Une révolte 2.0. Depuis la mi-février, des dizaines de milliers d’Algériens protestent dans la rue contre la candidature d’Abdelaziz Bouteflika à l’élection présidentielle pour un cinquième mandat consécutif. Des manifestations qui rassemblent encore énormément de personnes, vendredi 1er mars.
A l’image des printemps arabes en 2011, ce mouvement de contestation est parti des réseaux sociaux. Depuis, il prospère et s’organise en ligne.
Des stades de foot à Facebook
« Les premières réactions sont parties des stades de football, puis cela a été relayé à travers les réseaux sociaux, sans qu’il y ait un acteur majeur derrière », décrypte ainsi le politologue Antoine Basbous. Début février, un mot d’ordre est diffusé pour appeler notamment à une grande mobilisation pour la journée du vendredi 22 février. Mais difficile de remonter à l’origine de cet appel. « Ce qui est incroyable avec cette contestation, c’est qu’elle est totalement anonyme, on ne sait pas du tout d’où elle est partie », confirme Habib Brahmia, membre du collectif d’opposition Mouwatana.
C’est ce qu’on appelle aujourd’hui ‘l’appel du peuple’, même si on sait très bien qu’il y a eu quelqu’un derrière.
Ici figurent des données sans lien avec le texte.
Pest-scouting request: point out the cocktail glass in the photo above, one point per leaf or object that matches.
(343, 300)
Habib Brahmia, membre du collectif d’opposition Mouwatana
à franceinfo
« L’appel à manifester a ainsi été partagé par de nombreuses pages Facebook algériennes, quelle que soit leur catégorie (de nombreuses pages de sports ont ainsi partagé l’appel) », complète un militant algérien qui préfère garder l’anonymat. La mobilisation s’organise essentiellement via Facebook, car « les Algériens ne sont pas trop sur Twitter », ajoute ce militant. « Tout Facebook ne parle que de ça. Les messages sont notamment diffusés via les pages de certains influenceurs », détaille Habib Brahmia.
L’enjeu de l’anonymat
Des hommes politiques, des journalistes, des artistes relaient ainsi les mots d’ordre de la mobilisation, à l’image du rappeur Lotfi Double Kanon, du militant politique Fodil Boumala ou encore de l’activiste Amira Bouraoui, déjà à la pointe de la contestation contre le 4e mandat de Bouteflika en 2014 et qui rassemble plus de 110 000 abonnés sur son compte Facebook. Quelques pages influentes organisent également la contestation en ligne, comme DzWikileaks, La révolution des jeunes Algériens ou encore Béjaia City. Il faut également évoquer le rôle joué par certains youtubeurs, comme Anes Tina et DZjoker, qui n’hésitent pas à s’en prendre au président algérien dans leurs vidéos, détaille Le Monde.
La charte d’une manifestant pacifique #Algérie pic.twitter.com/TMzo2fo94Z
— Tergeek (@tergeek) 28 février 2019
Une jeunesse hyperconnectée
Une bonne partie des messages sur les réseaux sociaux invitent les Algériens au civisme, pour que les manifestations se déroulent dans le calme. Une charte pour une manifestation pacifique circule ainsi depuis plusieurs jours, dans le but d’éviter les débordements. « Les gens continuent à associer la manifestation à la violence en raison de la décennie noire [la guerre civile entre 1991 et 2002], donc on a très peur que le pouvoir envoie des casseurs pour nous discréditer », s’inquiète Habib Brahmia.
Des initiatives sur Facebook proposent ainsi d’amener une fleur pour chaque policier, de nettoyer après le passage de la manifestation ou encore de prévoir des bouteilles d’eau pour s’hydrater et du vinaigre pour minimiser l’effet des gaz lacrymogènes.